Hay una segunda oportunidad: Si bien el abuso de Trump hacia Zelenskyy podría deleitar a la multitud MAGA, no es probable que sea bien recibido por la mayoría de los votantes, incluido el casi 30% de los republicanos que, incluso ahora, creen que es de nuestro interés apoyar a Ucrania. Y aunque la mayoría de los estadounidenses quieran ver el fin de la guerra en Ucrania, casi seguramente no quieren verla terminar en los términos del presidente ruso Vladimir Putin.

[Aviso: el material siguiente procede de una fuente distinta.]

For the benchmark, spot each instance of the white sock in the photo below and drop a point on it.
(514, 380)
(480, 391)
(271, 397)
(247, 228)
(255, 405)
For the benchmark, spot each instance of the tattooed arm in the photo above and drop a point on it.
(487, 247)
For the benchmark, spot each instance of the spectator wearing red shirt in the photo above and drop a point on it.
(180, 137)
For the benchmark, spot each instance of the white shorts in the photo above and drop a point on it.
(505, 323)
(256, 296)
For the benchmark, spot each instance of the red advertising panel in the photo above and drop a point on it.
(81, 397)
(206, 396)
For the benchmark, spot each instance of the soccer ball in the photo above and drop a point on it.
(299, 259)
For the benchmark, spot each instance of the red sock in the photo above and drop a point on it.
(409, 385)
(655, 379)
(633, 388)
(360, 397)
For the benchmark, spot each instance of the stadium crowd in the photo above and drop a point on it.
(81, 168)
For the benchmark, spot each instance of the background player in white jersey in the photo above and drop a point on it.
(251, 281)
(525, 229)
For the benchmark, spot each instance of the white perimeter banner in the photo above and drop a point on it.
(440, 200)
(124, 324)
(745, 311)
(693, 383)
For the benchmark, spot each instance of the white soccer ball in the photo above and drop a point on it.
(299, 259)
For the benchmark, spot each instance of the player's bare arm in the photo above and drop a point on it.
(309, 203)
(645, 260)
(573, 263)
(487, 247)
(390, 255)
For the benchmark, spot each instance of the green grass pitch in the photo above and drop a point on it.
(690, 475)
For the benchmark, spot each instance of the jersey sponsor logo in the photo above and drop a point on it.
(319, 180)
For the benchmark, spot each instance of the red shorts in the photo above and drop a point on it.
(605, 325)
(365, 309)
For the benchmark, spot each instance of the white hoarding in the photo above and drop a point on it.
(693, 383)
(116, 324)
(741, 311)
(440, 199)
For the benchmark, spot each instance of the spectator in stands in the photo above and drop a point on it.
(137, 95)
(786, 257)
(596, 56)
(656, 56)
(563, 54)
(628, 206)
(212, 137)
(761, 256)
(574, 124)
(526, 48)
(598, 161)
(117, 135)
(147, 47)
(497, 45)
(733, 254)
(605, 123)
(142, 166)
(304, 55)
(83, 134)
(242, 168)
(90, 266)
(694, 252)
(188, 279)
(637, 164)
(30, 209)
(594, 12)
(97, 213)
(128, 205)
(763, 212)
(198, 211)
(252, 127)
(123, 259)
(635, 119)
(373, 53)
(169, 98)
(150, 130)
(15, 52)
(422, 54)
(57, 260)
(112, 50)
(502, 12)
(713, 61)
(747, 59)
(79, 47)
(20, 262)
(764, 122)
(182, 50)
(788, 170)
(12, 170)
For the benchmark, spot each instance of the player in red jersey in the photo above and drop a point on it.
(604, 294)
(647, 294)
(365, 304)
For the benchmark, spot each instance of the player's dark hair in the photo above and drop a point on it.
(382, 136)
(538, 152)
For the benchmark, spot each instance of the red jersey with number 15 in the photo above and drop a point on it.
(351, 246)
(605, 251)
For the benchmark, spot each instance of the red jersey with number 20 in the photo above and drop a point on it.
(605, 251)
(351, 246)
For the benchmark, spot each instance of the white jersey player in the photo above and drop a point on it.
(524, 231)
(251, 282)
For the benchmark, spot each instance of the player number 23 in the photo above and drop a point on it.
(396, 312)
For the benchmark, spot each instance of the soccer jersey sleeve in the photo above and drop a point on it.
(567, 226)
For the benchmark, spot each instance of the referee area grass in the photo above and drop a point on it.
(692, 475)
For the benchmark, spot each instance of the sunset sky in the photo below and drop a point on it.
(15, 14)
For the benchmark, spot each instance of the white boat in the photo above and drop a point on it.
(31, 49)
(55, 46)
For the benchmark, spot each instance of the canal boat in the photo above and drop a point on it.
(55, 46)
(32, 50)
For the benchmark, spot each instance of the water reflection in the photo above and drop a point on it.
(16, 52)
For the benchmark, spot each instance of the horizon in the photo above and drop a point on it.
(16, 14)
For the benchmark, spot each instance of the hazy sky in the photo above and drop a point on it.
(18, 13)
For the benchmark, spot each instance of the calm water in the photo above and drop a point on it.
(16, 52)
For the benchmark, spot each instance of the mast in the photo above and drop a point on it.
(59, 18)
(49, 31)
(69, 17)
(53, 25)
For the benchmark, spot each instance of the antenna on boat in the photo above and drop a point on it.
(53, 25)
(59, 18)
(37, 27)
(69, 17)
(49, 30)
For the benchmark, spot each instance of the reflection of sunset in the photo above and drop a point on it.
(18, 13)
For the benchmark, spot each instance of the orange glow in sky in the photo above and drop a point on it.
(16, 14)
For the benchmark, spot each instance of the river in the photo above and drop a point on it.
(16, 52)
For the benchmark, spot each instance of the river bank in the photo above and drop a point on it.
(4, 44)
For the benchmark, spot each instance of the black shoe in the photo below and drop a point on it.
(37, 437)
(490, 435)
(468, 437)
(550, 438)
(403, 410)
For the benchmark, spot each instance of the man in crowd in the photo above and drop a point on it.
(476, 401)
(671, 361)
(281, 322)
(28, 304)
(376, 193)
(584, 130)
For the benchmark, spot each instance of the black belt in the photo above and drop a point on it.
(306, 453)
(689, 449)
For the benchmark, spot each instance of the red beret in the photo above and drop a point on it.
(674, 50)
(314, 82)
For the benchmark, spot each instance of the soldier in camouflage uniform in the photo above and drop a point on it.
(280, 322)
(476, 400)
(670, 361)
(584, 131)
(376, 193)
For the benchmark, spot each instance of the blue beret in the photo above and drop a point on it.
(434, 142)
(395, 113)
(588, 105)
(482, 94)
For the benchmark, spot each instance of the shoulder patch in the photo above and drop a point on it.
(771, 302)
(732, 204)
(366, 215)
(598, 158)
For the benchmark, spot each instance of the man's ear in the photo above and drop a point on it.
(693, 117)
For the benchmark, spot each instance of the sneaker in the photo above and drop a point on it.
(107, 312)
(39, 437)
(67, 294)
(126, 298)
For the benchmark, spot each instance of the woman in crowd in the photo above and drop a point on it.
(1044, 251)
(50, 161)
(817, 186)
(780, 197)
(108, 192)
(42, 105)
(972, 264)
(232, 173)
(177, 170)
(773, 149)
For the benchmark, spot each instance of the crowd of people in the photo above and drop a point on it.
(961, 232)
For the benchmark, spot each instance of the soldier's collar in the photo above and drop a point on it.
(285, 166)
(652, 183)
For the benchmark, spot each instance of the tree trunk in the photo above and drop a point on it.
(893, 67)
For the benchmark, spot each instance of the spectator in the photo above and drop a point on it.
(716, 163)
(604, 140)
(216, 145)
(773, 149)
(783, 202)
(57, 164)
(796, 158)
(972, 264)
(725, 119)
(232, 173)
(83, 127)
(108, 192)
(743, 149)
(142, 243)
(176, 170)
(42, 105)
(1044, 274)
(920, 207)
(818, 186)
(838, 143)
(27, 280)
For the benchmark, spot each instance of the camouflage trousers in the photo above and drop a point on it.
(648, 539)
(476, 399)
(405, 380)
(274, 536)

Tampoco debería hacerlo la administración Trump. Una victoria rusa en Ucrania, incluido un alto al fuego que permita a Moscú consolidar sus ganancias y recuperar sus fuerzas antes del próximo asalto, tendrá exactamente el mismo efecto que la victoria de los talibanes en Afganistán: envalentonar a los enemigos estadounidenses para comportarse de manera más agresiva. Observe que, a medida que Trump ha intensificado la presión sobre Ucrania en las últimas semanas, Taiwán informó de un aumento en los ejercicios militares chinos alrededor de la isla, mientras que los buques de guerra chinos realizaron ejercicios de fuego real frente a la costa de Vietnam y llegaron a menos de 150 millas náuticas de Sídney.

Esos son puntos que los conservadores honorables deberían presionar: ¿Pueden el senador Mitch McConnell de Kentucky y el representante Don Bacon de Nebraska –dos republicanos que no han vendido sus almas en el tema de Ucrania– liderar una delegación de conservadores de ideas afines a Kiev, la capital de Ucrania?

Más aún, esta debería ser una oportunidad para los demócratas. Joe Biden tenía razón cuando llamó a esta una “década decisiva” para el futuro del mundo libre; simplemente resultó ser un mensajero demasiado débil y cauteloso.

Pero hay demócratas de mentalidad dura con antecedentes militares y de seguridad –el representante Jason Crow de Colorado, el representante Seth Moulton de Massachusetts y la senadora Elissa Slotkin de Michigan vienen a la mente– que pueden restaurar el espíritu de Harry Truman y John F. Kennedy al Partido Demócrata. Es un mensaje de firmeza y libertad que también podrían vender al menos a algunos votantes de Trump, que emitieron sus votos en noviembre por el bien de una América mejor, no de una Rusia más grande.

Aun así, no hay forma de evitar el hecho de que el viernes fue un día terrible –terrible para Ucrania, para el mundo libre, para el legado de una América que una vez defendió los principios de la Carta del Atlántico.

Roosevelt y el ex presidente Ronald Reagan deben estar revolviéndose en sus tumbas, al igual que Churchill y la ex primera ministra británica Margaret Thatcher. Depende del resto de nosotros recuperar el honor de Estados Unidos de los gánsteres que lo mancharon en la Casa Blanca.